Question
Angel wants to invest $7,000 for 3 years. He has two investing options.
Option 1: Investing with a 15% simple interest rate.
Option 2: Investing with a 12% compound interest rate, with interest being compounded quarterly.
Find the difference in interest earnings to help Angel determine which investing option will give more financial returns.
(1 point)
To find the difference in interest earnings, we first need to calculate how much interest each option will earn over the 3-year period.
Option 1: Simple interest
Interest earned = principal x rate x time
= $7,000 x 0.15 x 3
= $3,150
Option 2: Compound interest
We need to use the formula for compound interest to calculate the final amount after 3 years.
A = P(1 + r/n)^(nt)
Where:
A = final amount
P = principal (initial investment)
r = interest rate (as a decimal)
n = number of times interest is compounded per year
t = number of years
In this case, P = $7,000, r = 0.12, n = 4 (quarterly compounding), and t = 3.

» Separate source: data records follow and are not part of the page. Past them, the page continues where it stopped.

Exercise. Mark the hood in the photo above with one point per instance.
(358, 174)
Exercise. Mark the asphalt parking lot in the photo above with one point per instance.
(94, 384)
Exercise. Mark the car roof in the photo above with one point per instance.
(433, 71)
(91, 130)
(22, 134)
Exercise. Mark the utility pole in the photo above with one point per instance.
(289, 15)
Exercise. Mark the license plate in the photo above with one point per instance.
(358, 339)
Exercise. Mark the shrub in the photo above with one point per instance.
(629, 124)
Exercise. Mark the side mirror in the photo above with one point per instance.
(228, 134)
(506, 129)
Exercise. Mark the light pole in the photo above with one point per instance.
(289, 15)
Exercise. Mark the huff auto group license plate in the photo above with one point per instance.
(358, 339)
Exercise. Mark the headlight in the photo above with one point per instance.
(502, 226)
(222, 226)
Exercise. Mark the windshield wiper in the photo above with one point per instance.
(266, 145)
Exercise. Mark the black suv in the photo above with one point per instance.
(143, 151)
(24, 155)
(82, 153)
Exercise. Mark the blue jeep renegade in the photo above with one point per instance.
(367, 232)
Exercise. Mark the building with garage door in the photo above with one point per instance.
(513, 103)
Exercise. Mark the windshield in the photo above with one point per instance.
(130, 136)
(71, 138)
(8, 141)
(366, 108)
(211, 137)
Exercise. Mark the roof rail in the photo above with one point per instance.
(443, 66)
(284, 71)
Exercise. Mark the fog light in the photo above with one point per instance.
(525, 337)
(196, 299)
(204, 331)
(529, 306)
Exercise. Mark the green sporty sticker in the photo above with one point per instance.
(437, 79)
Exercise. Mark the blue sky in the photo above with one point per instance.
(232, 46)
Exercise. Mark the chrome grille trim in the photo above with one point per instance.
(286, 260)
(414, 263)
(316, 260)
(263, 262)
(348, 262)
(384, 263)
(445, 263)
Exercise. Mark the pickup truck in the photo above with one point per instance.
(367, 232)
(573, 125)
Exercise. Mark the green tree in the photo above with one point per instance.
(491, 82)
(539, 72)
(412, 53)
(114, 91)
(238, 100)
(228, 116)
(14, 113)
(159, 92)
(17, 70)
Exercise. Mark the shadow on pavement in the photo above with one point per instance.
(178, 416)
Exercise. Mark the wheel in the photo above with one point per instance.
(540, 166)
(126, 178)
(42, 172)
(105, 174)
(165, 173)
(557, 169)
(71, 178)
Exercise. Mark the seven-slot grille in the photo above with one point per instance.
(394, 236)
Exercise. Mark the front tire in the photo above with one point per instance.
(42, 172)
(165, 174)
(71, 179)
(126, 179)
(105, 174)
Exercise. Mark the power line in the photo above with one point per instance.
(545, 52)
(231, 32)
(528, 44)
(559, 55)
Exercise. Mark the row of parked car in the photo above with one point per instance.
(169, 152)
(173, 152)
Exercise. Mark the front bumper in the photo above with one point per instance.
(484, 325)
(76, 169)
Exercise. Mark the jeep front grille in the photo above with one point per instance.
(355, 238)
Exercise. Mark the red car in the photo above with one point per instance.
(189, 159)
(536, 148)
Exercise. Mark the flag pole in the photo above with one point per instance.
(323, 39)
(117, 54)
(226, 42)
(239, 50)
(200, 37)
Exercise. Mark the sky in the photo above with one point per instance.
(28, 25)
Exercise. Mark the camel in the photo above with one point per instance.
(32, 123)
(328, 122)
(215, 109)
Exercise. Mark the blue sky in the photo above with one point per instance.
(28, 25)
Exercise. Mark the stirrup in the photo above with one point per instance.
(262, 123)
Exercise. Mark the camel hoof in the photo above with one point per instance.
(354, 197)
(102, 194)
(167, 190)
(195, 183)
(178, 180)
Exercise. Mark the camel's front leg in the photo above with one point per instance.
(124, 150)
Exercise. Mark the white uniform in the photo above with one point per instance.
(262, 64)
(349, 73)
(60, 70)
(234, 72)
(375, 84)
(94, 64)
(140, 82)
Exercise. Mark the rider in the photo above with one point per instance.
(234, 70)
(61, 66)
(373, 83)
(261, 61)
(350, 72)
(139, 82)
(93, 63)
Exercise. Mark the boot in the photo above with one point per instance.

A = $7,000(1 + 0.12/4)^(4*3)
= $7,000(1 + 0.03)^12
= $7,000(1.03)^12
= $7,000(1.4257)
= $9,879.90
Interest earned = final amount - principal
= $9,879.90 - $7,000
= $2,879.90
Therefore, the difference in interest earnings between the two options is:
$3,150 - $2,879.90 = $270.10
Option 1 (simple interest) will give Angel $270.10 more in financial returns compared to Option 2 (compound interest with quarterly compounding).